Economic Prospects For New York
Most every night I see one or more taxpayer-financed ads run by the state of New York boasting that "New York is open for business." The ads tout Governor Cuomo's program of tax free zones for business expansion, and claim that New York "is ranked No. 2 in the nation in private sector job creation." Could this really be true? The New York Post has an editorial this morning expressing extreme skepticism.
I've spent quite a bit of time looking today, and I can't find anything like the statistics that my tax dollars are paying to put on the television every day to fool the voters. At the Manhattan Institute's Empire Center E.J. McMahon claims that New York private sector job growth badly lagged the national average in 2013, and he links to statistics released on June 19 by the New York State Department of Labor to back him up -- which they certainly appear to do. Total employment for New York State up by 1.4%; for the United States up by 2.1%. New York City slightly beat the nation with growth of 2.3%, but all the suburban counties lagged (Nassau/Suffolk +1.5%; Putnam/Rockland/Westchester +0.6%) and upstate things ranged from pitiful growth to actual declines (Binghamton -0.7%; Elmira -1.2%; Glens Falls -0.7%; Ithaca -2.0%; Syracuse - 1.0%).
Meanwhile the U.S. Conference of Mayors is out with a study of growth prospects of all U.S. major metropolitan areas from 2013 to 2020. Here is the press release. This was picked up today by the Wall Street Journal among others. The study is based on analysis by economic consulting firm IHS Global Insight. They rank the 363 metro areas from projected fastest growing to slowest. The ten fastest are mostly in low-tax Texas, Utah and Florida. Of the ten slowest, five are in New York: Binghamton, Utica/Rome, Kingston, Elmira and Buffalo/Niagara Falls. Here is a chart:
They project New York City to grow at just about the average of all American metro areas, which is pitiful given the ever-increasing predominance of the largest cities around the world as the places where everyone wants to live.

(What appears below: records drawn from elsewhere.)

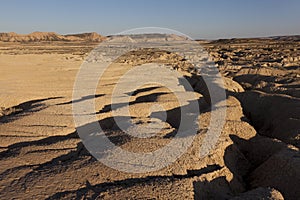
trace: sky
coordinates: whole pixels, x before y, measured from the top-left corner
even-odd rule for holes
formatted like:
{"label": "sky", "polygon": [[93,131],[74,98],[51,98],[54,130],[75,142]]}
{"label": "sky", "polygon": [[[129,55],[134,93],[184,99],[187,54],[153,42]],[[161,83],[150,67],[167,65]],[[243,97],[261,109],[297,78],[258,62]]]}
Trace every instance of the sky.
{"label": "sky", "polygon": [[194,39],[300,35],[299,0],[2,0],[0,32],[162,27]]}

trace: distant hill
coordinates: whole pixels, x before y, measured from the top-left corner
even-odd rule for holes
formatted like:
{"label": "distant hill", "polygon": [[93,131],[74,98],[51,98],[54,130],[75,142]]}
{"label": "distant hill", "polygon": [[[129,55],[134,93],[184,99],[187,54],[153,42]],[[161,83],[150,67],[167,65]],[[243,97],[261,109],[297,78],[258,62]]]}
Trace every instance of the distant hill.
{"label": "distant hill", "polygon": [[96,32],[69,34],[69,35],[64,35],[64,37],[69,38],[69,39],[71,39],[71,38],[74,38],[74,39],[80,38],[82,40],[91,41],[91,42],[101,42],[105,38],[104,36],[99,35]]}
{"label": "distant hill", "polygon": [[261,40],[273,40],[273,41],[282,41],[282,42],[299,42],[300,35],[287,35],[287,36],[270,36],[270,37],[258,37],[258,38],[231,38],[231,39],[218,39],[212,40],[211,43],[257,43]]}
{"label": "distant hill", "polygon": [[[107,36],[110,39],[115,38],[115,36]],[[14,32],[0,33],[0,41],[2,42],[41,42],[41,41],[65,41],[65,42],[76,42],[76,41],[86,41],[86,42],[101,42],[106,36],[99,35],[96,32],[92,33],[77,33],[77,34],[67,34],[60,35],[55,32],[33,32],[30,34],[18,34]],[[172,41],[172,40],[187,40],[188,38],[173,34],[144,34],[144,35],[122,35],[122,37],[117,37],[119,40],[137,40],[137,41]],[[293,41],[299,42],[300,35],[291,36],[271,36],[263,38],[231,38],[231,39],[218,39],[218,40],[197,40],[201,42],[210,43],[242,43],[242,42],[257,42],[259,40],[276,40],[276,41]]]}
{"label": "distant hill", "polygon": [[14,32],[0,33],[3,42],[41,42],[41,41],[87,41],[101,42],[105,37],[98,33],[81,33],[60,35],[54,32],[33,32],[30,34],[17,34]]}
{"label": "distant hill", "polygon": [[289,35],[289,36],[273,36],[271,37],[274,40],[283,40],[283,41],[300,41],[300,35]]}

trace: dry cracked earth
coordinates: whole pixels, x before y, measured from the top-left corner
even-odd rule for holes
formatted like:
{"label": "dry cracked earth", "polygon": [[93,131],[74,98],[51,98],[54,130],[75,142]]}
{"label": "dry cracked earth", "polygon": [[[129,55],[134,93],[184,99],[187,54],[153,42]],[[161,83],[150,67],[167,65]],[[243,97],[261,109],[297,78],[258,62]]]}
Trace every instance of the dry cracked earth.
{"label": "dry cracked earth", "polygon": [[[115,145],[151,152],[176,134],[176,96],[153,83],[131,91],[133,122],[163,126],[140,138],[115,124],[113,108],[123,105],[111,105],[113,89],[124,73],[145,63],[181,73],[193,87],[187,92],[196,96],[201,126],[181,157],[147,173],[102,164],[76,132],[73,84],[97,43],[1,42],[0,199],[299,199],[300,37],[197,42],[216,63],[226,90],[226,121],[205,157],[199,147],[211,123],[210,94],[201,73],[175,53],[131,51],[107,68],[95,95],[73,99],[95,101],[98,123]],[[166,110],[164,122],[151,121],[154,104]]]}

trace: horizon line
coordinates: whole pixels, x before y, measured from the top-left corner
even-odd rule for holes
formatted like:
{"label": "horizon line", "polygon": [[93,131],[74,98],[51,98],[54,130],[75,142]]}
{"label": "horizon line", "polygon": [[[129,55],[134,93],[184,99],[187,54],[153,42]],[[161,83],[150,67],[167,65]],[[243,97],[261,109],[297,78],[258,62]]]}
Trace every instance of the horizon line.
{"label": "horizon line", "polygon": [[[9,32],[2,32],[0,31],[0,34],[3,33],[15,33],[18,35],[30,35],[32,33],[55,33],[57,35],[62,35],[62,36],[67,36],[67,35],[76,35],[76,34],[85,34],[85,33],[97,33],[100,36],[103,37],[111,37],[114,35],[134,35],[134,34],[108,34],[108,35],[103,35],[97,31],[79,31],[79,32],[70,32],[70,33],[59,33],[59,32],[55,32],[55,31],[33,31],[33,32],[29,32],[29,33],[20,33],[20,32],[15,32],[15,31],[9,31]],[[122,32],[121,32],[122,33]],[[153,32],[153,33],[143,33],[143,34],[166,34],[166,33],[158,33],[158,32]],[[175,34],[176,35],[176,34]],[[236,37],[218,37],[218,38],[192,38],[193,40],[231,40],[231,39],[268,39],[268,38],[275,38],[275,37],[300,37],[300,34],[285,34],[285,35],[267,35],[267,36],[251,36],[251,37],[244,37],[244,36],[236,36]],[[190,37],[191,38],[191,37]]]}

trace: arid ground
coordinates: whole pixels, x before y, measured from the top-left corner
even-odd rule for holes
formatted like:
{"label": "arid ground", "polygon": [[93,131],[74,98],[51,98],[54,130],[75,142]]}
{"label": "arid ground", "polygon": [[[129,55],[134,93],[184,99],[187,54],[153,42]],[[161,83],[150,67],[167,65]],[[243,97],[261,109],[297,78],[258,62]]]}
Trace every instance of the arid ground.
{"label": "arid ground", "polygon": [[133,91],[129,110],[136,123],[147,124],[152,104],[162,105],[167,119],[159,123],[164,128],[153,137],[138,138],[116,126],[111,94],[135,66],[155,62],[173,67],[189,80],[189,92],[201,110],[201,127],[187,152],[148,173],[125,173],[102,164],[76,132],[76,74],[104,38],[0,36],[0,199],[299,199],[299,36],[197,41],[218,67],[226,90],[226,122],[204,158],[199,147],[211,109],[201,75],[180,56],[155,49],[116,60],[95,96],[73,100],[95,100],[99,124],[115,145],[154,151],[168,144],[179,126],[176,98],[155,84]]}

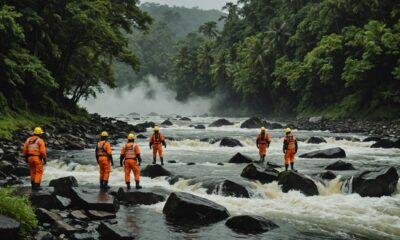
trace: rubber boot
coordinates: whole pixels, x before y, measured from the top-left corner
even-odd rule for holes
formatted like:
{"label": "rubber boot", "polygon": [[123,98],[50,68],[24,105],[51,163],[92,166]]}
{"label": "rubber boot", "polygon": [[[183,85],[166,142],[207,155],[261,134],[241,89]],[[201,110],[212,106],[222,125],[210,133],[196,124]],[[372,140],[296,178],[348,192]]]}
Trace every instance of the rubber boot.
{"label": "rubber boot", "polygon": [[136,189],[141,189],[141,188],[142,188],[142,186],[140,186],[140,184],[139,184],[139,181],[136,181],[136,186],[135,186],[135,188],[136,188]]}
{"label": "rubber boot", "polygon": [[31,189],[33,190],[35,188],[35,182],[31,181]]}
{"label": "rubber boot", "polygon": [[126,189],[128,189],[128,190],[131,189],[131,183],[130,182],[126,183]]}
{"label": "rubber boot", "polygon": [[297,172],[297,170],[294,169],[294,163],[290,163],[290,168],[292,169],[292,171]]}
{"label": "rubber boot", "polygon": [[110,187],[108,186],[108,181],[104,181],[103,189],[108,190]]}
{"label": "rubber boot", "polygon": [[35,191],[40,191],[42,188],[40,187],[40,183],[35,183],[35,187],[33,188]]}
{"label": "rubber boot", "polygon": [[156,164],[156,158],[153,158],[153,164]]}
{"label": "rubber boot", "polygon": [[289,168],[289,164],[285,164],[285,171],[287,171]]}
{"label": "rubber boot", "polygon": [[104,188],[104,182],[103,182],[103,180],[100,180],[100,189],[103,189]]}
{"label": "rubber boot", "polygon": [[161,160],[161,166],[164,166],[164,158],[162,157],[160,158],[160,160]]}

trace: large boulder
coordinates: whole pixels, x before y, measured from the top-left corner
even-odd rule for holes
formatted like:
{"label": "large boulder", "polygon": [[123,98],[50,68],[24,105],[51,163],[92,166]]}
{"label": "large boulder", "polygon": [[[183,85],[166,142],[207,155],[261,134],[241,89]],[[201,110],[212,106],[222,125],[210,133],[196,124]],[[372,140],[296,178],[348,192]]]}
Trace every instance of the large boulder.
{"label": "large boulder", "polygon": [[252,163],[254,160],[246,155],[243,155],[241,153],[236,153],[235,156],[233,156],[230,160],[229,163]]}
{"label": "large boulder", "polygon": [[239,198],[249,198],[250,194],[247,189],[231,180],[204,182],[203,187],[207,189],[208,194],[218,194],[222,196],[232,196]]}
{"label": "large boulder", "polygon": [[310,137],[306,140],[306,143],[320,144],[326,143],[326,140],[323,137]]}
{"label": "large boulder", "polygon": [[55,212],[51,212],[44,208],[37,208],[35,211],[35,215],[37,220],[40,223],[50,223],[53,224],[59,220],[61,220],[61,216]]}
{"label": "large boulder", "polygon": [[324,172],[324,173],[321,173],[321,174],[320,174],[320,177],[321,177],[322,179],[332,180],[332,179],[335,179],[335,178],[336,178],[336,175],[335,175],[333,172],[331,172],[331,171],[326,171],[326,172]]}
{"label": "large boulder", "polygon": [[400,148],[400,138],[384,138],[371,145],[371,148]]}
{"label": "large boulder", "polygon": [[0,161],[0,171],[9,174],[14,169],[14,165],[8,161]]}
{"label": "large boulder", "polygon": [[32,206],[45,209],[65,209],[70,205],[68,198],[57,196],[53,187],[43,187],[40,191],[33,191],[30,187],[20,187],[18,195],[26,195]]}
{"label": "large boulder", "polygon": [[353,178],[352,190],[362,197],[390,196],[396,190],[398,180],[399,175],[394,167],[365,171]]}
{"label": "large boulder", "polygon": [[64,143],[65,150],[83,150],[85,149],[85,143],[82,142],[74,142],[71,140],[65,140]]}
{"label": "large boulder", "polygon": [[174,125],[169,119],[165,120],[164,122],[161,123],[161,125],[164,126],[172,126]]}
{"label": "large boulder", "polygon": [[264,127],[268,129],[283,129],[283,125],[279,123],[273,123],[273,122],[264,122]]}
{"label": "large boulder", "polygon": [[242,147],[243,144],[236,139],[230,138],[230,137],[224,137],[222,138],[220,144],[220,147]]}
{"label": "large boulder", "polygon": [[300,155],[301,158],[345,158],[346,152],[340,148],[328,148]]}
{"label": "large boulder", "polygon": [[279,173],[278,184],[281,185],[283,192],[296,190],[306,196],[318,195],[318,188],[314,181],[301,173],[294,171],[284,171]]}
{"label": "large boulder", "polygon": [[222,126],[229,126],[233,125],[233,123],[229,122],[228,120],[222,118],[212,122],[209,127],[222,127]]}
{"label": "large boulder", "polygon": [[19,239],[19,228],[19,222],[10,217],[0,215],[1,239]]}
{"label": "large boulder", "polygon": [[194,129],[206,129],[206,126],[204,126],[203,124],[199,124],[194,126]]}
{"label": "large boulder", "polygon": [[371,137],[366,137],[366,138],[364,138],[362,141],[363,141],[363,142],[378,142],[378,141],[380,141],[381,139],[382,139],[381,137],[371,136]]}
{"label": "large boulder", "polygon": [[343,162],[342,160],[339,160],[337,162],[334,162],[334,163],[328,165],[325,169],[326,170],[336,170],[336,171],[355,170],[355,168],[353,167],[353,164]]}
{"label": "large boulder", "polygon": [[106,192],[72,188],[71,200],[75,209],[100,210],[112,213],[119,209],[118,201]]}
{"label": "large boulder", "polygon": [[51,180],[49,186],[54,187],[57,195],[69,198],[71,196],[71,189],[78,187],[78,181],[73,176],[62,177]]}
{"label": "large boulder", "polygon": [[118,190],[117,198],[121,202],[133,205],[152,205],[165,201],[165,197],[157,193],[145,191],[125,191],[123,188]]}
{"label": "large boulder", "polygon": [[4,150],[0,148],[0,160],[3,159],[3,155],[4,155]]}
{"label": "large boulder", "polygon": [[98,210],[89,210],[87,211],[87,215],[94,220],[105,220],[115,218],[115,213],[98,211]]}
{"label": "large boulder", "polygon": [[218,222],[229,217],[224,206],[184,192],[171,193],[163,213],[172,221],[197,224]]}
{"label": "large boulder", "polygon": [[310,123],[321,123],[323,120],[324,120],[324,118],[321,117],[321,116],[318,116],[318,117],[310,117],[310,118],[308,119],[308,121],[309,121]]}
{"label": "large boulder", "polygon": [[258,165],[249,164],[243,169],[240,176],[251,180],[258,180],[261,183],[270,183],[278,180],[278,173],[274,169],[264,169]]}
{"label": "large boulder", "polygon": [[133,240],[135,239],[132,232],[122,229],[117,225],[111,225],[106,222],[101,222],[97,227],[102,239],[113,239],[113,240]]}
{"label": "large boulder", "polygon": [[252,117],[244,121],[241,125],[240,128],[260,128],[264,125],[264,123],[261,121],[261,119],[257,117]]}
{"label": "large boulder", "polygon": [[171,173],[158,164],[147,165],[140,171],[140,175],[144,177],[156,178],[160,176],[171,176]]}
{"label": "large boulder", "polygon": [[188,117],[182,117],[179,119],[180,121],[192,121],[190,118]]}
{"label": "large boulder", "polygon": [[11,170],[10,174],[13,174],[17,177],[27,177],[30,176],[29,167],[27,165],[17,166],[13,170]]}
{"label": "large boulder", "polygon": [[241,215],[229,218],[225,225],[238,233],[259,234],[279,227],[274,222],[254,215]]}

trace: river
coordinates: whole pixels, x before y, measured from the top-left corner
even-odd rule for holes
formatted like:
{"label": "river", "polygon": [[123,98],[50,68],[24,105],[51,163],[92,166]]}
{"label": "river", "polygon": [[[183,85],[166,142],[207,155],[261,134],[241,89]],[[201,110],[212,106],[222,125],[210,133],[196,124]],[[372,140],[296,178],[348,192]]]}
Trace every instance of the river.
{"label": "river", "polygon": [[[140,120],[119,116],[117,119],[132,124],[144,121],[160,123],[172,116],[140,116]],[[173,118],[173,117],[172,117]],[[138,239],[400,239],[400,184],[392,196],[381,198],[363,198],[358,194],[348,194],[342,190],[343,178],[354,175],[360,170],[377,170],[388,166],[400,169],[400,149],[373,149],[373,142],[351,142],[335,140],[337,136],[350,136],[363,139],[359,134],[333,134],[324,131],[297,131],[297,138],[321,136],[327,140],[323,144],[299,142],[299,154],[329,147],[341,147],[346,151],[347,162],[356,171],[337,171],[338,177],[331,181],[318,181],[316,175],[324,172],[324,167],[332,159],[297,159],[295,167],[306,174],[317,184],[320,195],[306,197],[291,191],[283,193],[276,182],[260,184],[240,177],[246,164],[229,164],[228,160],[237,152],[258,159],[255,137],[258,129],[241,129],[240,123],[245,118],[227,118],[232,126],[206,128],[197,130],[190,124],[208,126],[216,120],[214,117],[191,117],[190,122],[172,120],[170,127],[162,127],[161,132],[175,141],[167,141],[165,161],[176,160],[177,163],[166,163],[165,168],[175,174],[196,178],[197,183],[181,180],[170,185],[164,177],[141,178],[146,189],[164,189],[166,191],[189,192],[225,206],[232,216],[240,214],[261,215],[277,223],[280,227],[259,235],[241,235],[224,225],[224,221],[203,227],[177,227],[169,224],[162,213],[165,202],[150,206],[121,207],[118,212],[119,225],[132,228]],[[151,129],[144,135],[149,136]],[[283,130],[269,131],[272,143],[267,160],[282,165]],[[112,134],[112,133],[110,133]],[[202,138],[221,138],[229,136],[240,140],[244,146],[227,148],[219,147],[219,142],[210,144]],[[110,177],[113,187],[125,186],[123,169],[119,167],[119,152],[125,139],[113,145],[113,156],[116,163]],[[146,139],[137,139],[141,147],[143,166],[152,161],[151,151]],[[51,179],[72,175],[81,186],[97,186],[98,167],[94,159],[94,150],[51,151],[49,163],[44,174],[44,185]],[[217,163],[224,163],[223,166]],[[188,166],[187,163],[195,163]],[[207,194],[201,183],[210,179],[231,179],[249,190],[250,199],[224,197],[218,194]],[[155,190],[156,191],[156,190]]]}

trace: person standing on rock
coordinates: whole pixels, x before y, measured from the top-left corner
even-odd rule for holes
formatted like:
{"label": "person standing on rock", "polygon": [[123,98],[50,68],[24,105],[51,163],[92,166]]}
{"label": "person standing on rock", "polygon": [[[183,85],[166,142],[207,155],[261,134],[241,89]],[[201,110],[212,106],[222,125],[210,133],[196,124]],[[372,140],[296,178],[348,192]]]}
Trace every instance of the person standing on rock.
{"label": "person standing on rock", "polygon": [[100,188],[109,189],[108,178],[110,177],[111,165],[114,166],[111,144],[107,141],[108,133],[100,134],[100,141],[96,145],[96,160],[100,168]]}
{"label": "person standing on rock", "polygon": [[153,148],[153,164],[156,164],[157,152],[160,157],[161,165],[164,165],[164,158],[163,158],[163,150],[162,145],[167,148],[167,144],[165,143],[164,135],[160,133],[160,128],[155,126],[154,127],[154,134],[150,137],[150,149]]}
{"label": "person standing on rock", "polygon": [[[125,160],[125,161],[124,161]],[[141,189],[140,186],[140,169],[139,166],[142,163],[140,157],[139,146],[135,143],[135,135],[130,133],[128,135],[128,143],[121,149],[120,165],[125,166],[125,183],[126,188],[131,189],[131,171],[135,175],[136,189]]]}
{"label": "person standing on rock", "polygon": [[262,127],[260,133],[257,136],[256,145],[258,148],[258,153],[260,154],[260,162],[265,161],[265,156],[267,155],[267,148],[269,148],[269,144],[271,143],[269,134],[265,131],[265,128]]}
{"label": "person standing on rock", "polygon": [[285,129],[286,136],[283,139],[283,153],[285,154],[285,170],[289,168],[294,170],[294,155],[297,153],[297,140],[292,134],[290,128]]}
{"label": "person standing on rock", "polygon": [[25,161],[29,164],[31,175],[31,186],[33,190],[40,190],[40,183],[43,176],[43,164],[46,165],[46,146],[41,138],[43,130],[36,127],[33,136],[29,137],[23,149]]}

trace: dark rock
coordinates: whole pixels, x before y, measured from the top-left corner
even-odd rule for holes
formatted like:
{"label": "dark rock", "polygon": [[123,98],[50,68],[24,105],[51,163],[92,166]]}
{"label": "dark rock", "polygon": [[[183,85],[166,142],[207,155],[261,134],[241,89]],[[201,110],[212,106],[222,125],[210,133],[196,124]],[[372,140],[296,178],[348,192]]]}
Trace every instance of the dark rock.
{"label": "dark rock", "polygon": [[164,122],[161,123],[161,125],[165,125],[165,126],[172,126],[174,125],[169,119],[165,120]]}
{"label": "dark rock", "polygon": [[70,212],[71,217],[81,220],[81,221],[86,221],[89,219],[86,214],[84,214],[81,210],[74,210]]}
{"label": "dark rock", "polygon": [[229,122],[228,120],[222,118],[212,122],[209,127],[222,127],[222,126],[229,126],[233,125],[233,123]]}
{"label": "dark rock", "polygon": [[254,160],[247,155],[243,155],[241,153],[236,153],[235,156],[233,156],[229,160],[229,163],[251,163],[253,161]]}
{"label": "dark rock", "polygon": [[217,163],[218,166],[224,166],[222,162]]}
{"label": "dark rock", "polygon": [[97,211],[97,210],[89,210],[87,211],[87,215],[94,220],[105,220],[115,218],[115,213]]}
{"label": "dark rock", "polygon": [[165,201],[165,197],[153,192],[125,191],[120,188],[117,193],[118,200],[133,205],[152,205]]}
{"label": "dark rock", "polygon": [[0,160],[3,159],[3,155],[4,155],[4,150],[0,148]]}
{"label": "dark rock", "polygon": [[54,229],[55,231],[63,233],[67,236],[72,235],[79,231],[78,229],[74,228],[73,226],[69,225],[68,223],[62,220],[58,220],[54,223]]}
{"label": "dark rock", "polygon": [[254,215],[241,215],[229,218],[225,225],[235,232],[244,234],[258,234],[279,227],[274,222]]}
{"label": "dark rock", "polygon": [[309,119],[308,119],[308,121],[310,122],[310,123],[321,123],[322,121],[324,120],[324,118],[323,117],[310,117]]}
{"label": "dark rock", "polygon": [[228,210],[208,199],[189,193],[171,193],[163,213],[169,220],[182,223],[207,224],[229,217]]}
{"label": "dark rock", "polygon": [[190,118],[188,117],[182,117],[179,119],[180,121],[192,121]]}
{"label": "dark rock", "polygon": [[43,187],[40,191],[33,191],[30,187],[21,187],[17,194],[27,195],[31,204],[37,208],[65,209],[70,204],[69,199],[56,196],[53,187]]}
{"label": "dark rock", "polygon": [[61,220],[60,215],[54,212],[50,212],[44,208],[38,208],[35,211],[36,218],[40,223],[50,223],[53,224]]}
{"label": "dark rock", "polygon": [[384,138],[371,145],[371,148],[400,148],[400,138]]}
{"label": "dark rock", "polygon": [[160,165],[147,165],[140,171],[140,175],[144,177],[156,178],[160,176],[171,176],[171,173]]}
{"label": "dark rock", "polygon": [[378,142],[381,139],[381,137],[367,137],[363,140],[363,142]]}
{"label": "dark rock", "polygon": [[95,240],[96,238],[90,233],[74,233],[72,240]]}
{"label": "dark rock", "polygon": [[278,180],[278,171],[263,169],[255,164],[249,164],[243,169],[240,176],[251,180],[258,180],[261,183],[270,183]]}
{"label": "dark rock", "polygon": [[352,190],[362,197],[390,196],[397,186],[399,175],[396,168],[381,171],[365,171],[353,178]]}
{"label": "dark rock", "polygon": [[195,129],[206,129],[206,126],[200,124],[200,125],[196,125],[194,128]]}
{"label": "dark rock", "polygon": [[139,135],[136,136],[136,138],[138,138],[138,139],[146,139],[147,137],[144,136],[143,134],[139,134]]}
{"label": "dark rock", "polygon": [[221,143],[219,144],[220,147],[242,147],[243,144],[236,139],[230,138],[230,137],[224,137],[221,140]]}
{"label": "dark rock", "polygon": [[176,163],[175,160],[168,160],[168,163]]}
{"label": "dark rock", "polygon": [[328,148],[324,150],[313,151],[300,155],[301,158],[345,158],[346,152],[337,148]]}
{"label": "dark rock", "polygon": [[113,239],[113,240],[133,240],[135,239],[133,233],[126,231],[116,225],[111,225],[109,223],[101,222],[97,228],[100,236],[103,239]]}
{"label": "dark rock", "polygon": [[279,123],[270,123],[270,122],[264,122],[264,127],[268,129],[283,129],[283,126]]}
{"label": "dark rock", "polygon": [[331,171],[326,171],[324,173],[321,173],[320,176],[322,179],[326,179],[326,180],[332,180],[332,179],[336,178],[336,175]]}
{"label": "dark rock", "polygon": [[310,137],[309,139],[307,139],[306,143],[320,144],[326,143],[326,140],[322,137]]}
{"label": "dark rock", "polygon": [[72,206],[76,209],[100,210],[115,213],[119,204],[113,196],[106,192],[88,191],[72,188]]}
{"label": "dark rock", "polygon": [[75,142],[75,141],[66,139],[64,148],[65,148],[65,150],[83,150],[83,149],[85,149],[85,143],[83,140],[79,141],[79,142]]}
{"label": "dark rock", "polygon": [[290,190],[297,190],[306,196],[318,195],[318,188],[314,181],[294,171],[279,173],[278,184],[282,185],[282,191],[285,193]]}
{"label": "dark rock", "polygon": [[78,181],[73,176],[62,177],[50,181],[49,186],[54,187],[57,195],[63,197],[71,197],[71,189],[78,187]]}
{"label": "dark rock", "polygon": [[27,177],[30,176],[29,167],[28,166],[18,166],[14,168],[10,174],[14,174],[17,177]]}
{"label": "dark rock", "polygon": [[337,170],[337,171],[340,171],[340,170],[355,170],[355,168],[353,167],[353,165],[351,163],[343,162],[342,160],[339,160],[337,162],[334,162],[334,163],[330,164],[325,169],[326,170]]}
{"label": "dark rock", "polygon": [[247,119],[244,121],[241,125],[240,128],[260,128],[264,125],[264,123],[261,121],[261,119],[252,117],[250,119]]}
{"label": "dark rock", "polygon": [[54,207],[55,209],[67,209],[71,205],[71,199],[61,197],[61,196],[54,196]]}
{"label": "dark rock", "polygon": [[336,141],[341,141],[341,140],[346,140],[346,141],[350,141],[350,142],[360,142],[360,139],[355,138],[355,137],[335,137]]}
{"label": "dark rock", "polygon": [[50,232],[38,231],[34,237],[35,240],[53,240],[54,236]]}
{"label": "dark rock", "polygon": [[9,174],[14,169],[14,165],[8,161],[0,161],[0,171]]}
{"label": "dark rock", "polygon": [[19,222],[14,219],[0,215],[0,236],[2,239],[19,239]]}
{"label": "dark rock", "polygon": [[217,143],[217,142],[219,142],[219,141],[221,141],[221,138],[212,138],[212,139],[210,139],[208,142],[209,142],[210,144],[214,144],[214,143]]}
{"label": "dark rock", "polygon": [[174,176],[169,176],[166,180],[170,185],[174,185],[175,183],[184,179],[189,179],[189,177],[183,175],[174,175]]}
{"label": "dark rock", "polygon": [[194,163],[194,162],[189,162],[189,163],[186,163],[186,165],[188,165],[188,166],[193,166],[193,165],[196,165],[196,163]]}
{"label": "dark rock", "polygon": [[231,180],[205,182],[202,186],[207,189],[208,194],[240,198],[250,197],[250,194],[245,187]]}

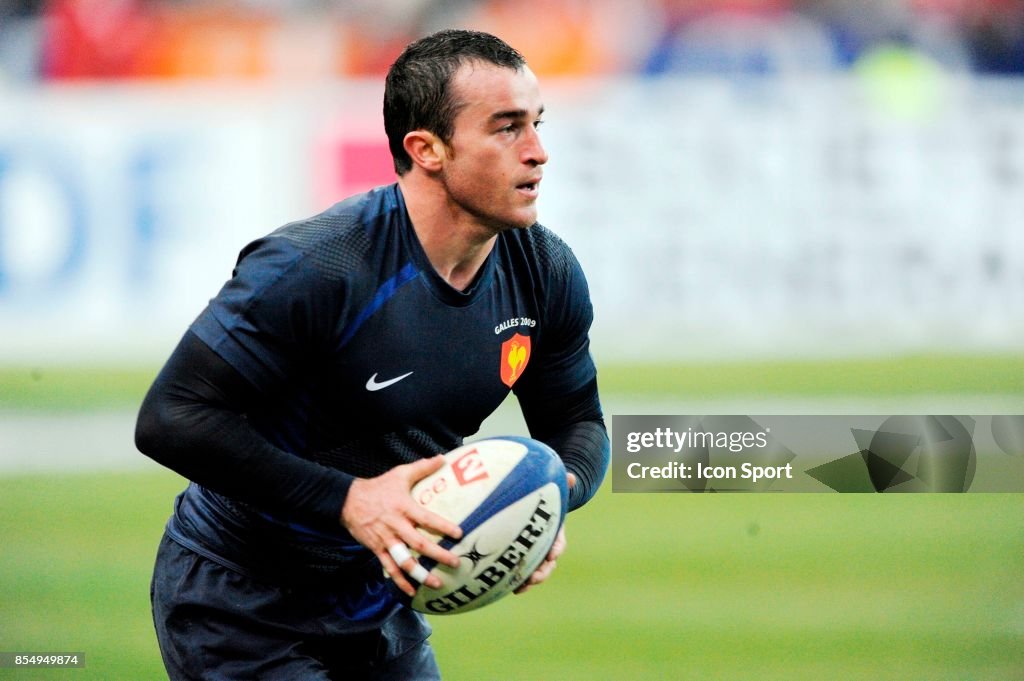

Meanwhile, on Friday Mayor de Blasio and Speaker Mark-Viverito of the City Council held a press conference to announce a budget deal for the coming (July 1 - June 30) fiscal year. Here is the New York Times Report. I cant find any written documentation of this as yet. The summary is that last year they spent about $70 billion; in his May plan, de Blasio proposed to spend about $73 billion; and now that the City Council has weighed in, it's going to be about $75 billion -- a 7+% rate of spending increase when the rate of inflation is thought to be under 2%. The basic role of the City Council in this process is to add spending for various feel-good initiatives that may or may not do anything useful: $6.25 million to provide free lunches for every middle school student! (Poor students already got free lunches; so this is for the rich ones?) $6.2 million to hire 200 new administrative aids for the police department! etc. Here is the New York Times take:
Mayor Bill de Blasio and the City Council Speaker, Melissa Mark-Viverito, have announced an agreement on a $75 billion budget that Mr. de Blasio said signaled a more compassionate era for New York City, with investments in public housing, expanded prekindergarten programs and summer jobs for youths, but with no tax increases or major cuts.
With no documentation, they continue to hide the big numbers. Where are the retroactive raises for the teachers? Even after the efforts of Comptroller Scott Stringer to bring some honesty to this process, it appears that only about $700 million of some $4 billion of retroactive teacher raises will be accounted for in the current year. The rest will be deferred and hidden in future years. And then there is the issue that the pension projections are laughable. Not a word on that that I can find. Hiding major fiscal time bombs in a way that would be fraud if you did it is what de Blasio and the Times refer to as "compassionate."
So we have a ball and chain of huge future obligations to drag down our economic performance for decades to come. But as of now, it's still well hidden by politicians who continue to play for today's headlines.